Memoization-based puzzle solution - sums in a triangle

Question 1

I am trying to solve a problem at Codechef. As I am new to programming, I am not familiar with dynamic programming. However, I do know the basics of recursion and memoization. Hence I implemented a solution to the above mentioned problem. The problem with my solution is that it exceeds the time limit given. As far as I can guess, the problem seems to be with my memoization logic. Please help me optimize the code.

#include <iostream>
#include <algorithm>
#include <vector>
#include <string>
using namespace std;
typedef vector<int> vector1D ;
typedef vector<vector1D > vector2D ; // Two Dimensional vector
int rownum;
int noOfCalls = 0;
vector2D a;
vector2D cache; // The cache to implement memoization
int solve (int i, int j)
{
 int t1,t2,total;
 if( i > rownum-1 ) {
 return 0;
 }
 else {
 if (cache[i][j] != 0 && ( i < 50) && ( j < 50)) { //for small values use memoization
 return cache[i][j];
 }
 t1 = solve(i+1,j);
 t2 = solve(i+1,j+1);
 total = max(t1,t2) + a[i][j];
 cache[i][j] = total;//store in cache
 }
 return total;
}
int main(int argc, char *argv[])
{
 int tries;
 cin>>tries;
 while(tries--) {
 cin>>rownum;
 int temp = rownum;
 for ( int i = 0 ; i < rownum ; i++) {
 a.push_back(vector1D(rownum,0));//initialize memory
 }
 for ( int j = 0; j < 10; j++) {
 cache.push_back(vector1D(10,0));//initialize cache
 }
 for ( int i = 0; i < rownum; i++) {
 for ( int j = 0 ; j <= i; j++) {
 cin>>a[i][j];
 }
 }
 cout<<solve(0,0)<<endl;//call the solving function
 cache.clear();
 }
 return 0;
}

Question 2

your solution overall looks Ok. You should extend the memoization for all values.
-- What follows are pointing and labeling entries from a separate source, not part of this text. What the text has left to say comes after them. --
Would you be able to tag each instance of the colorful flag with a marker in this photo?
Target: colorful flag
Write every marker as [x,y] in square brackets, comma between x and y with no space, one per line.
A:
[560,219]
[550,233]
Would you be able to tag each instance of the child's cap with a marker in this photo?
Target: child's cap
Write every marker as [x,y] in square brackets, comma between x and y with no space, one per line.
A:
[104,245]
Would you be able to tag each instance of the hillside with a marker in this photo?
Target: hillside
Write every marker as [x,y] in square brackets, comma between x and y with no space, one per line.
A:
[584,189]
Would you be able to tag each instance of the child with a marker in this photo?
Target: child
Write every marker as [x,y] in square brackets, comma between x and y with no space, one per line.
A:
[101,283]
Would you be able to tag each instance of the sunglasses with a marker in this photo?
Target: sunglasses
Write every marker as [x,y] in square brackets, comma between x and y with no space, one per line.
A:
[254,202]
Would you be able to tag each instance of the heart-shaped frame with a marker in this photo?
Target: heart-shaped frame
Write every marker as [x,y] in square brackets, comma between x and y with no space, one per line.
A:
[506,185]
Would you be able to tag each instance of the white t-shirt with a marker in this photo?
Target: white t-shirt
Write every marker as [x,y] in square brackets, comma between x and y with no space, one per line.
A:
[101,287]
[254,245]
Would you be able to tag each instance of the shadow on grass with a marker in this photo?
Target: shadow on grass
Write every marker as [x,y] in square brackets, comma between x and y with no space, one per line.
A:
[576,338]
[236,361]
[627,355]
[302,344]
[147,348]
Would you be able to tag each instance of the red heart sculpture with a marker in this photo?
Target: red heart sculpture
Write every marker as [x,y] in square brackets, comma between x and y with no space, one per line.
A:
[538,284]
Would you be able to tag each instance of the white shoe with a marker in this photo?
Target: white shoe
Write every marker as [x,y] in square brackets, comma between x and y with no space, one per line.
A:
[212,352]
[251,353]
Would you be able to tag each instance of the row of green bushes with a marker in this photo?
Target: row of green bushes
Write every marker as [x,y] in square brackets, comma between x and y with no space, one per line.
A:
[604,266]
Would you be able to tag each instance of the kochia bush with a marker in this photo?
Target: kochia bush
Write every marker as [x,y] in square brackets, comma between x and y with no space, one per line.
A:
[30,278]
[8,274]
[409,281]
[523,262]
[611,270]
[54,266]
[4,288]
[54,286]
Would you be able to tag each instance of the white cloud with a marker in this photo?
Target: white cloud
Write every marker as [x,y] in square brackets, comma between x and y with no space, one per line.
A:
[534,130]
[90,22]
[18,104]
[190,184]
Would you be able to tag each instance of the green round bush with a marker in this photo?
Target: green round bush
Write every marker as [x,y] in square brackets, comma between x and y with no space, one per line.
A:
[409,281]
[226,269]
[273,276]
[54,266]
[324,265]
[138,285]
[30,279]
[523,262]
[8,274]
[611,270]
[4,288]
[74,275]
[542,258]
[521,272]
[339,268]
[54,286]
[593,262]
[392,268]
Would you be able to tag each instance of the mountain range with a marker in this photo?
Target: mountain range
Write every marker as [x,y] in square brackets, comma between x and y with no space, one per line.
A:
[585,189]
Max no of lines is <=100 and 100X100 vector is Ok to have.

Question 3

General Comments.

I hate your use of global variables.

int rownum;
int noOfCalls = 0;
vector2D a;
vector2D cache; // The cache to implement memoization

I suppose it is an attempt at better performance.

The test for j here is redundant:

if (cache[i][j] != 0 && ( i < 50) && ( j < 50))

If i is smaller than 50 then j can not be greater than 50. If i is greater than 50 then the test will fail and there is no need to test what the value of j is.

Bugs

 for ( int i = 0 ; i < rownum ; i++) {
 a.push_back(vector1D(rownum,0));//initialize memory
 }

As you never clear a the size increases for every puzzle.
This can become quite expensive as a will continuously keep breaking its buffer and have to be re-allocated (copying all those internal arrays).

Speed

If you are solely going for speed then operator>> is about half the speed of scanf as it (operator>>) takes into account a lot of local stuff that is not done with scanf.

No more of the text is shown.